Pourquoi ce dessin suscite-t-il une telle colère et quels sont les risques réels pour l'hebdomadaire ?
Pourquoi la caricature choque-t-elle autant ?
Le contexte est particulièrement douloureux. Le bilan définitif de la catastrophe fait état de 40 morts et plus de 116 blessés. Parmi les personnes décédées, le bilan est lourd pour les victimes françaises de l'incendie de Crans-Montana survenu au bar Le Constellation, puisque neuf de nos compatriotes y ont perdu la vie.
C'est dans ce climat de recueillement que Charlie Hebdo a publié, le vendredi 9 janvier, un dessin signé par l'auteur de la caricature de Charlie Hebdo, Eric Salch. Intitulé "Les brûlés font du ski", en référence au célèbre film Les Bronzés font du ski, l'image met en scène deux skieurs lourdement bandés et brûlés dévalant les pistes, avec la légende : "La comédie de l'année".
Le timing de la publication a amplifié le sentiment d'incompréhension : le dessin a été diffusé le jour même où une cérémonie d'hommage aux victimes se tenait en Suisse. Pour beaucoup, cette coïncidence temporelle a transformé une tentative d'humour en une provocation jugée insupportable.

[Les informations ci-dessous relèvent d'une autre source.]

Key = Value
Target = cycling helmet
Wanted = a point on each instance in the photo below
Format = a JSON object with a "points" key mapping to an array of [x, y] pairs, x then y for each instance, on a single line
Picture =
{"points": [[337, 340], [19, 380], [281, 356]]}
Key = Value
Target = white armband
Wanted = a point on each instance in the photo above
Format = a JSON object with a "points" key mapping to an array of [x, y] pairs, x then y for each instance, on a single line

Sur quoi repose la plainte suisse ?
Face à ce qu'ils considèrent comme une abjection, deux citoyens suisses ont décidé de contre-attaquer sur le terrain juridique. Une plainte pénale contre Charlie Hebdo pour sa caricature sur Crans-Montana a été déposée auprès du ministère public du canton du Valais.
Les plaignants ne sont pas n'importe qui : il s'agit de l'écrivaine Béatrice Riand et de son mari, Stéphane Riand, avocat à l'origine de la plainte contre Charlie Hebdo, qui résident à Sion. Leur démarche ne repose pas sur une simple indignation morale, mais sur un fondement juridique précis.

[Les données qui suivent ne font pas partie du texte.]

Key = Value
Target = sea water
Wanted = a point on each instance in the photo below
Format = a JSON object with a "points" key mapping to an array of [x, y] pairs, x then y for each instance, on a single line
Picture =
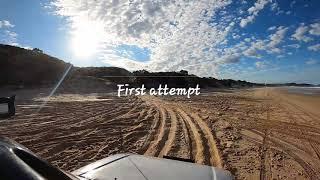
{"points": [[303, 90]]}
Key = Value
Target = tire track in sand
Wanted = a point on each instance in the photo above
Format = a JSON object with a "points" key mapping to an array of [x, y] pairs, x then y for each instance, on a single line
{"points": [[161, 136], [172, 134]]}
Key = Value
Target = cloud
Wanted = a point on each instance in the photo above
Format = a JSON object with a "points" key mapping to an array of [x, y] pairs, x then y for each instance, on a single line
{"points": [[270, 45], [253, 12], [261, 64], [300, 33], [315, 29], [5, 24], [177, 33], [272, 28], [296, 46], [315, 47], [311, 62], [276, 39]]}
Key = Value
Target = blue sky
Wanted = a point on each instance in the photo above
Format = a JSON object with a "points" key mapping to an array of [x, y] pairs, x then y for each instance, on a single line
{"points": [[260, 41]]}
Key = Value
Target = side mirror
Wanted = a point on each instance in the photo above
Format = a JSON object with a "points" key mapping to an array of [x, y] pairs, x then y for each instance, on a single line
{"points": [[7, 106]]}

Le couple s'appuie sur l'article 135 du Code pénal suisse qui réprime la représentation de la violence. Selon eux, le dessin "neutralise la violence subie par le rire" et porte atteinte à la dignité humaine. Ils estiment que cette caricature est "d'une violence inouïe" et qu'elle ne présente "aucun intérêt culturel, artistique, scientifique ou informatif prépondérant", condition nécessaire pour échapper aux sanctions de cet article de loi.

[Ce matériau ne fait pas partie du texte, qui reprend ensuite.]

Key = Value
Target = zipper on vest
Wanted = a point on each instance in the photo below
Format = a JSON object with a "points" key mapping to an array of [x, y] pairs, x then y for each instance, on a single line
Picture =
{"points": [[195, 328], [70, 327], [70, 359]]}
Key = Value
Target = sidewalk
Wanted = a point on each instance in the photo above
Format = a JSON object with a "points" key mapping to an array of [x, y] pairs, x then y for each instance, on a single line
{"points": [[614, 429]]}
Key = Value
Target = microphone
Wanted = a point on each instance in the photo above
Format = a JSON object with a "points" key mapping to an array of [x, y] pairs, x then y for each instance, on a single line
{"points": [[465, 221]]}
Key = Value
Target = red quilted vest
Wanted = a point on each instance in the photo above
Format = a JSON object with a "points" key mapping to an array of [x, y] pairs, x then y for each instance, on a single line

Quelles suites pour le journal et l'enquête ?
L'objectif des plaignants est clair : ils demandent l'ouverture d'une instruction pénale. Si le Tribunal venait à condamner le journal, le couple réclame une "créance compensatrice". L'argent ainsi récolté serait, selon leur vœu, reversé par l'État à l'ensemble des victimes du drame.
Pendant ce temps, la justice poursuit son travail sur le terrain pour comprendre les causes du sinistre. L'enquête sur l'incendie de Crans-Montana avance, le gérant du bar Jacques Moretti étant actuellement en détention provisoire. Les enquêteurs tentent toujours de déterminer les responsabilités exactes dans ce drame.